Nor are Pittsburgh Outdoor Advertising Corporation Appeal, 440 Pa. 321, 272 A.2d 163 (1970), and Profit-Sharing Blue Stamp Co. v. Urban Redevelopment Authority, 429 Pa. 396, 241 A.2d 116 (1966), persuasive on this point as neither involved an interpretation of business dislocation damages under Section 601-A(b)(3) or under its predecessor, Section 609. Rather, the Court there considered, for just compensation purposes, the valuation of a condemned leasehold interest, i.e., the "bonus" value of the lease, under Sections 601 and 602 of the Code, 26 P.S. §§ 1-601 and 1-602. The Court concluded

[ 20 Pa. Commw. Page 380]

    in Pittsburgh Outdoor Advertising Corporation Appeal, supra, that the Code did not change the law in Pennsylvania which "has long been that the value of a condemned leasehold interest is the difference between the fair rental value of the leased premises and the rent actually reserved in the lease." 440 Pa. at 325, 272 A.2d at 165. Here we are not called upon to determine the valuation of the leasehold interest, but solely business dislocation damages which prior to the enactment of Section 609, as replaced by Section 601-A(b)(3), were not the proper subject of recovery. Thus, in determining the amount recoverable we are bound by the plain language of Section 601-A(b)(3) which, in the case of a tenant, provides for 40 times the actual monthly rental of the property.

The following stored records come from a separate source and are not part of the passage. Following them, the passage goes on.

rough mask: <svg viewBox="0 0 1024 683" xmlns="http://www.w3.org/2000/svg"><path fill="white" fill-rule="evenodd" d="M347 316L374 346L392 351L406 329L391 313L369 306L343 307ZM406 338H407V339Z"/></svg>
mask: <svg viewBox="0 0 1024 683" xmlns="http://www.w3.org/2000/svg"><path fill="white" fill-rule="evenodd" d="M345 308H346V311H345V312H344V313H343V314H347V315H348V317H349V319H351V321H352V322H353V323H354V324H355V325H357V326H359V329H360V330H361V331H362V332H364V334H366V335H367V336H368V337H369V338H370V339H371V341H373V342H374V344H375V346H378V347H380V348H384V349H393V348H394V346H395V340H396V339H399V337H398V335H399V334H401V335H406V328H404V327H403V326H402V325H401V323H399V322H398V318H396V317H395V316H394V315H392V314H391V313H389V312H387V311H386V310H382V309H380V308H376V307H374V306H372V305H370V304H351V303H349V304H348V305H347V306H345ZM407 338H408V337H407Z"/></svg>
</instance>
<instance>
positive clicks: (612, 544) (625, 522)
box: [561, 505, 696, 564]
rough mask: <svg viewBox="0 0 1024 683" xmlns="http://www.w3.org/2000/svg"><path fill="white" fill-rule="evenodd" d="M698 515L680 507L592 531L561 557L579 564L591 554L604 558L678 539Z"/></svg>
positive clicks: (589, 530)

We do agree with the lower court, however, that reasonable storage expenses may be awarded to a displaced person as "reasonable expenses incurred in moving himself and his family and for the removal, transportation, and reinstallation of personal property" provided by Section 601-A(a), 26 P.S. § 1-601A(a). Condemnor does not dispute that Condemnee qualified as a displaced person, that the items removed and stored were personal property, that $3,700.00 was actually incurred by Condemnee in interim storage expenses, or that such expenses were reasonable. Hence, our determination here is limited to whether storage expenses are recoverable, at all, under Section 601-A(a). Although this appears to be a question of first impression, a reading of Section 601-A in its entirety supports the allowance of storage expenses. This section was intended to provide a recovery of reasonable expenses incurred by a displaced person in relocating his family or business. It does not reflect a legislative intent to restrict the recovery of moving expenses to the situation where a relocation immediately follows a displacement. Rather, subsection (b)(4) of 601-A provides, as an additional element of recovery,

[ 20 Pa. Commw. Page 381]

"actual reasonable expenses incurred in searching for a replacement business or farm," 26 P.S. § 1-601A(b)(4). This, of necessity, could include both the situation where the search for a replacement business is undertaken before as well as after the displacement occurs should a condemnee be unsuccessful in securing a replacement property before then. Given this indication of a time framework extending beyond the date of displacement, we must conclude that reasonable storage expenses can be awarded under subsection (a) of 601-A where a displaced person has made a bona fide attempt to relocate his business before the date of dispossession, or, where due to conditions beyond his control, the situs of relocation is unavailable at the date of dispossession and storage of personal property becomes reasonably necessary.

Consistent with the foregoing, we remand the case to the court below with direction that business dislocation damages allowed under Section 601-A(b)(3) of the Eminent Domain Code be awarded in the amount of $2,500.00. The verdict in all other respects is affirmed.


Affirmed in part. Remanded for allowance of additional damages.